Disulfirame par rapport à la naltrexone
Le disulfirame comparé à la naltrexone pourrait réduire la fréquence de la consommation de cocaïne (différence de moyennes (DM) -1,90 jours, IC à 95 % -3,37 à -0,43 ; 2 ensembles de données, 123 participants ; données probantes d’un niveau de confiance faible) et pourrait avoir peu ou pas d'effet sur la quantité de cocaïne consommée (DMS 0,12 DMS, IC à 95 % -0,27 à 0,51, 2 ensembles de données, 123 participants ; données probantes d’un niveau de confiance faible).

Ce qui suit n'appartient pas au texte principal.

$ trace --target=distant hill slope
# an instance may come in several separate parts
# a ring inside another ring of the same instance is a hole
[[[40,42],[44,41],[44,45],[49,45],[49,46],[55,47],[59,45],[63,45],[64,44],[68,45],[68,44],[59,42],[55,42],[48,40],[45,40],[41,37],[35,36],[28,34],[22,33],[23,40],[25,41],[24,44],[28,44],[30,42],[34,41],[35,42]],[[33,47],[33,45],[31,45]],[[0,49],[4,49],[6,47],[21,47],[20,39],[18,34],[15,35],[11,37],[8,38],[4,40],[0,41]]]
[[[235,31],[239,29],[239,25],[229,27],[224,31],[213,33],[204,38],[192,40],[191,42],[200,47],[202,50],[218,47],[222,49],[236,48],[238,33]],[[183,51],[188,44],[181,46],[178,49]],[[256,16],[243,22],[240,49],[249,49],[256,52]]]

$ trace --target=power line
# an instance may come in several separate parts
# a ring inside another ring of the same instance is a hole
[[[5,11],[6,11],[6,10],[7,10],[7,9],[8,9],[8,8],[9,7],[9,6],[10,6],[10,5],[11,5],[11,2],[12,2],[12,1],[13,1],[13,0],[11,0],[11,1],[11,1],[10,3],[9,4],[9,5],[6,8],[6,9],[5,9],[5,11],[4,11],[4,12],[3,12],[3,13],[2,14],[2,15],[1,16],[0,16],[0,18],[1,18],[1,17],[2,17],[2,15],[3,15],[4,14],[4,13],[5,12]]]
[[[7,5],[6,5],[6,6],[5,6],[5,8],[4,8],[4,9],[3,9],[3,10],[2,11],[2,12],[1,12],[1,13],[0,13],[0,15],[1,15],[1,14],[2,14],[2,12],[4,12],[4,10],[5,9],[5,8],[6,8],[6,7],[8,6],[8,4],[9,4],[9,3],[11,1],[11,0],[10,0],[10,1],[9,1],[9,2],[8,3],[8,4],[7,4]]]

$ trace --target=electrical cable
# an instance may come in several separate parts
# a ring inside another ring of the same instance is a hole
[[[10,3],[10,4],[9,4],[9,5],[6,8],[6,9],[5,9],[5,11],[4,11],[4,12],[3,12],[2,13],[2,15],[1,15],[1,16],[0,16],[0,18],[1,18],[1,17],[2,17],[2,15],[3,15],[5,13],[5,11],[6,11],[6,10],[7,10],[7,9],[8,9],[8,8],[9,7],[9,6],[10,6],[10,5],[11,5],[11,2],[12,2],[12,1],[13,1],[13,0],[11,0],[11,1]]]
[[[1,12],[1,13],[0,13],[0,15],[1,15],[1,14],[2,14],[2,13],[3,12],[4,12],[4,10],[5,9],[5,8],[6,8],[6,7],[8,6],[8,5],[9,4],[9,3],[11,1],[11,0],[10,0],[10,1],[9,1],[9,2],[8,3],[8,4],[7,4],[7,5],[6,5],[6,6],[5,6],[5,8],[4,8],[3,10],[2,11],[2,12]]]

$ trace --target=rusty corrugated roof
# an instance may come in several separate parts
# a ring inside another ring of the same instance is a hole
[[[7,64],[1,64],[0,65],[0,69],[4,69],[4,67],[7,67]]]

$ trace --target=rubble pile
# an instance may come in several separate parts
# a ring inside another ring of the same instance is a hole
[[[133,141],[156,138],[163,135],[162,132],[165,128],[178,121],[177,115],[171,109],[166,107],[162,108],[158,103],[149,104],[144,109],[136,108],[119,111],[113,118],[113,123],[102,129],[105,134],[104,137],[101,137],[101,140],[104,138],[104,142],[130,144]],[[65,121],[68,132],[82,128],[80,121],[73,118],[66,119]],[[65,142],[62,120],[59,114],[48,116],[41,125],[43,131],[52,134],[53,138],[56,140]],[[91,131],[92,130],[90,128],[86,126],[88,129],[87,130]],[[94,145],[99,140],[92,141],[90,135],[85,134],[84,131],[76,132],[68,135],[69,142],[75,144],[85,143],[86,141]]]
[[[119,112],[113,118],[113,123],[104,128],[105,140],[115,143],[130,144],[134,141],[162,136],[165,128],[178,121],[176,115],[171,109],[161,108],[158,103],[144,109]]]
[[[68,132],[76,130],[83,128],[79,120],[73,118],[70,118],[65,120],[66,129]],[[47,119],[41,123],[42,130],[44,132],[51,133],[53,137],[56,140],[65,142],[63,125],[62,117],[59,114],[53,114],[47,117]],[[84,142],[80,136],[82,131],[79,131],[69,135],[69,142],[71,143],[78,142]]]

Nous ne sommes pas certains de l'effet du disulfirame par rapport à la naltrexone sur l'abandon pour quelque raison que ce soit (RR 0,86, IC à 95 % 0,56 à 1,32, 3 ensembles de données, 131 participants) et sur l'abandon pour cause d'événements indésirables (RR 0,50, IC à 95 % 0,07 à 3,55 ; 1 ensemble de données, 8 participants), car le niveau de confiance des données probantes était très faible pour ces critères de jugement.